Mezangelle: A Reading Strategy

Based heavily in a Derridean universe of words within words, Mez Breeze's poetics works in an almost antithetical manner. Whereas Derrida and James Joyce operate fundamentally on a linguistics of implosion (or compression; portmanteaus and puns), Breeze operates by explosion. It is easy to dismiss her work as a pastiche on “l33t sp33k” but there is far more happening here than such a superficial read would avail a careful critic. By breaking words down into their principle parts, Mez operates on a principle of addition as opposed to subtraction. A linear read of such a poetics is frustrating if not impossible. A vocal or speech oriented read would likewise require a translation that would require a sound poet's finesse and needless to say, would seem arbitrary or unintelligible in the light of the original. Derridean anathema to the anthropological/structuralist supposition that speech is a privileged form of communication and that writing is a mere byproduct is necessary to the anti-Logos verve of Mez's work. So instead of a linear read, you have a poetics which trains the reader to confront it with a sense of simultaneity. That is to say, these poems are often easier to read if you process them holistically (in this sense, to take them as a whole) rather than moving from a beginning to an end as you would with a typical English sentence.

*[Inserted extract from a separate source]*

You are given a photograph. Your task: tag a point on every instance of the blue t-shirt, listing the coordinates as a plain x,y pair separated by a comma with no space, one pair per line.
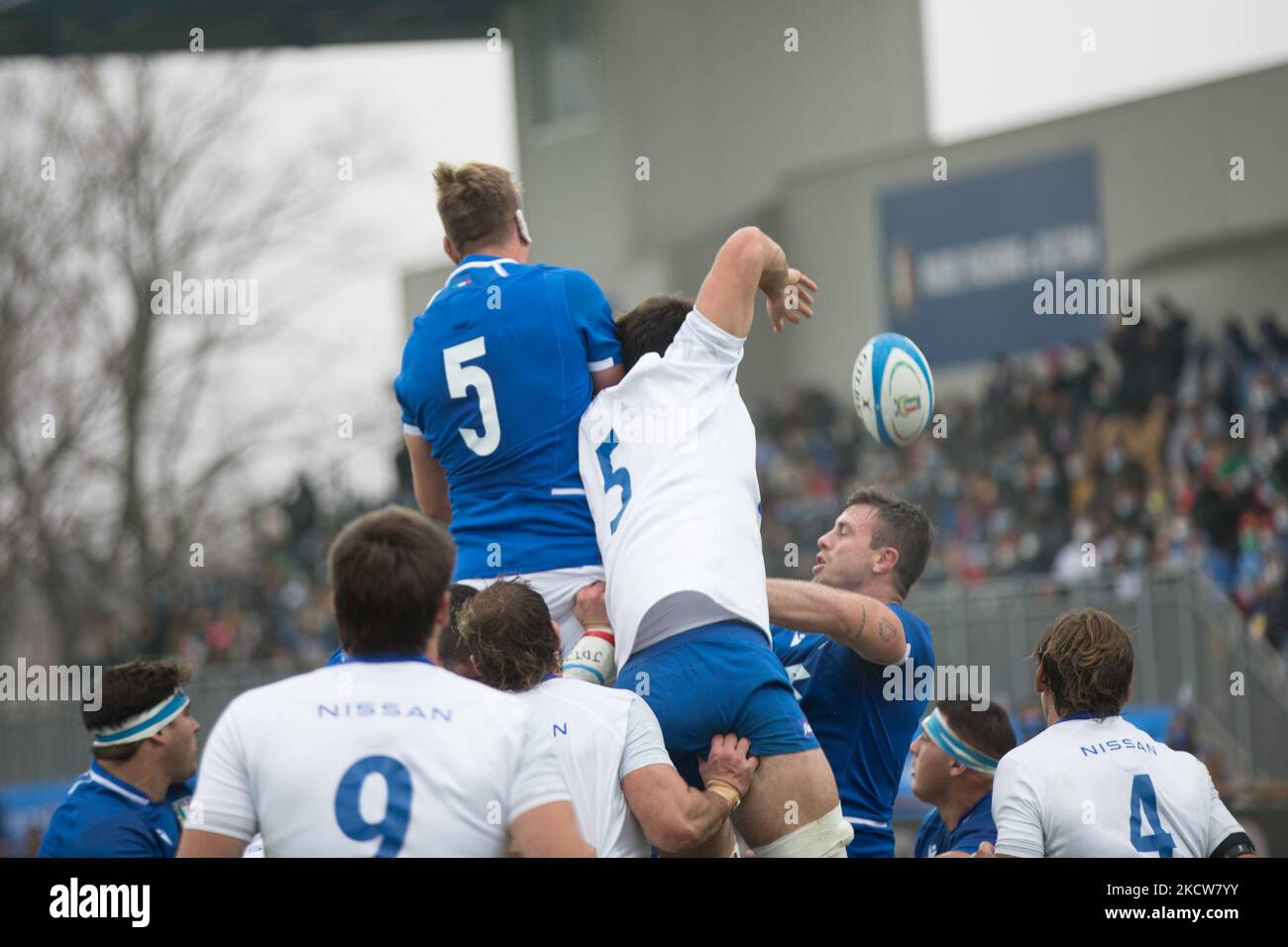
496,376
863,735
975,826
106,817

Considering this as a creative process, one would begin with a word, and operate outward; by seeing the potential for more words within and without an original word. For instance the term 'operate' is contains two other words, opera and ate. A Mezangelle style operation on this term would fraction off the 'a' which belongs to both terms equally. The uniformity in segmentation (for instance in the 'word' [h]ov[er] .. ) causes the eye to see the multiple possibilities as on hover/her/over as opposed to the banality of the mere word, hover. Phonetically speaking the term still reads as 'hover', but visually it comes to life, multiplies and expands.



Other various strategies she employs is the extensive use of code operators such as + and &. Brackets, braces, and parenthesis provide further elaboration. In essence, where Derrida and Joyce employed reduction, Mez employs expansion, and the effect (in my opinion) is not only brilliant, but exclusive to Mezangelle.